The shop’s clientele are amusingly portrayed, particularly the local millowner’s wife, Mrs Greenwood, a large, autocratic woman with a correspondingly loud voice, and her daughter, Sylvia, a very beautiful but empty-headed young woman. Introducing Sylvia allows Whipple to explore another contemporary social issue, that of the unmarried, middle-class daughter who has nothing to do except polish her social graces, dance attendance on her mother, go shopping and wait for marriage:
Sylvia came to the end of the illustrated papers. She yawned and looked out of the windows. There was nothing to look at there but the garden she had looked at for nineteen years. She yawned again until the tears came into her eyes . . . The ornate clock supported by a simpering shepherd pair struck three, It struck lightly, and cheerfully, but Sylvia sighed at it. Three o’clock, when you have nothing to do, is the dull herald of a still duller hour. (pp 41-42.)
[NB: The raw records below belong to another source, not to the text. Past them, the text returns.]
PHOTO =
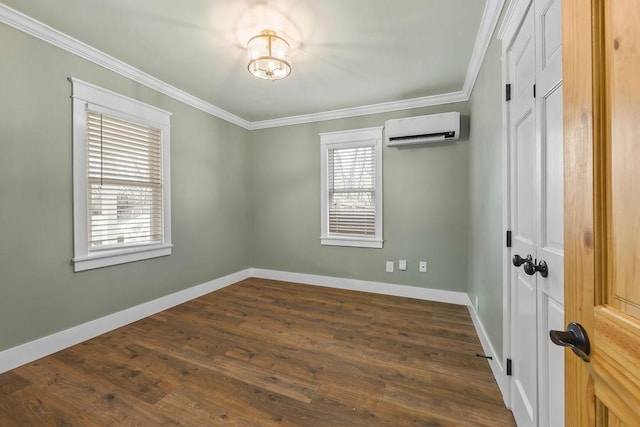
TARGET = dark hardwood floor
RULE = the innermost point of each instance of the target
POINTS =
(266, 353)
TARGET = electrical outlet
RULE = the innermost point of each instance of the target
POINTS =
(389, 266)
(423, 266)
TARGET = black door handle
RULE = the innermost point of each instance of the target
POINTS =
(531, 268)
(575, 337)
(517, 260)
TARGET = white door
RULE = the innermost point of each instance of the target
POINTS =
(522, 213)
(535, 215)
(550, 236)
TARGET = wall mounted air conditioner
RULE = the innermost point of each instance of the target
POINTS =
(422, 129)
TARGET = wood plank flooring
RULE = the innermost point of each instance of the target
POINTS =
(267, 353)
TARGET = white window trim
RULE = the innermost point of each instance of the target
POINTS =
(88, 96)
(346, 139)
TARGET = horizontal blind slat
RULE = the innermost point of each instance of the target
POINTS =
(125, 182)
(351, 191)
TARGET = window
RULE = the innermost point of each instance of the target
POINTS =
(352, 188)
(121, 182)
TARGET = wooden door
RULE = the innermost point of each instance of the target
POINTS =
(601, 68)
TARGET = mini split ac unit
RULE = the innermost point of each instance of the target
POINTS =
(422, 129)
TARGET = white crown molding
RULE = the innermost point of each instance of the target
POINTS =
(48, 34)
(488, 24)
(406, 104)
(513, 5)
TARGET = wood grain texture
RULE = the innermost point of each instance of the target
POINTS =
(263, 353)
(581, 224)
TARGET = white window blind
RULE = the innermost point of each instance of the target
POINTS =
(351, 186)
(125, 205)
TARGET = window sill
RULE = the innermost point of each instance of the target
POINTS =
(119, 256)
(352, 241)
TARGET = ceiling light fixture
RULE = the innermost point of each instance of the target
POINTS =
(269, 56)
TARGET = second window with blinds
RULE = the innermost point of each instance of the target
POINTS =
(352, 188)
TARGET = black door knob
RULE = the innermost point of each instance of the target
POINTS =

Jane is good at her job and popular with the customers but when she falls out with Maggie over a young man, Wilfrid who works at the local library and introduces Jane to books, she leaves and with the financial support of Mrs Briggs, the homely wife of the co-millowner, sets up on her own. Her knowledge of the trade, her visits to Kendal’s in Manchester and her move into selling ready-made clothes guarantee her growing success.
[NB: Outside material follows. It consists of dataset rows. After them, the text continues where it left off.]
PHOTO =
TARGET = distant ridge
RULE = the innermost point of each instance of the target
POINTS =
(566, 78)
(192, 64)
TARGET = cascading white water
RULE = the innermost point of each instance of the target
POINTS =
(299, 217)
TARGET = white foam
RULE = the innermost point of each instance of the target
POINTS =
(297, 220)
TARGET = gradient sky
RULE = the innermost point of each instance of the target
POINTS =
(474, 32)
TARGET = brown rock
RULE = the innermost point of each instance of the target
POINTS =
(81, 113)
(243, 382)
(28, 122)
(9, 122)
At this point the novel, having been a vehicle for the exploration of some of the issues that were taxing women’s rights campaigners at the time, becomes a love story and in my opinion goes downhill. Jane falls for Sylvia’s handsome, solicitor husband, Noel Yarde who has discovered that his wife bores him, and in turn falls for the feisty Jane. Their relationship develops to the point where they are planning to run away together whereupon it seems that Whipple suddenly realises that she mustn’t upset her market by carrying through something so radical. Instead she engineers a situation whereby Noel realises he cannot leave his wife and son: ‘I’m done for, you know, Jane. I’m here for life. They all depend on me now. In all sorts of way.’ (p309)
A devastated Jane, accepting that Noel has to do his duty, reflects on the way one’s lot can change:
How strange life was with its ebbings and flowings, its fluctuations, its inexplicable movements towards and away from .. . (p 315).
At a crossroads herself, she sells her shop and goes off to London where the faithful Wilfrid, who has lost an arm fighting in the First World War, is waiting for her.
For anyone interested in the history of shopping, and particularly clothes shopping, this novel is particularly interesting and Whipple is excellent at using dress to portray social status. Whilst she tackles various social issues of the time she does so in an unjudgemental way and whilst she tells a good ‘rags to riches’ story, I found the book rather lightweight. It would be interesting to read one of her later novels to see if they have more depth.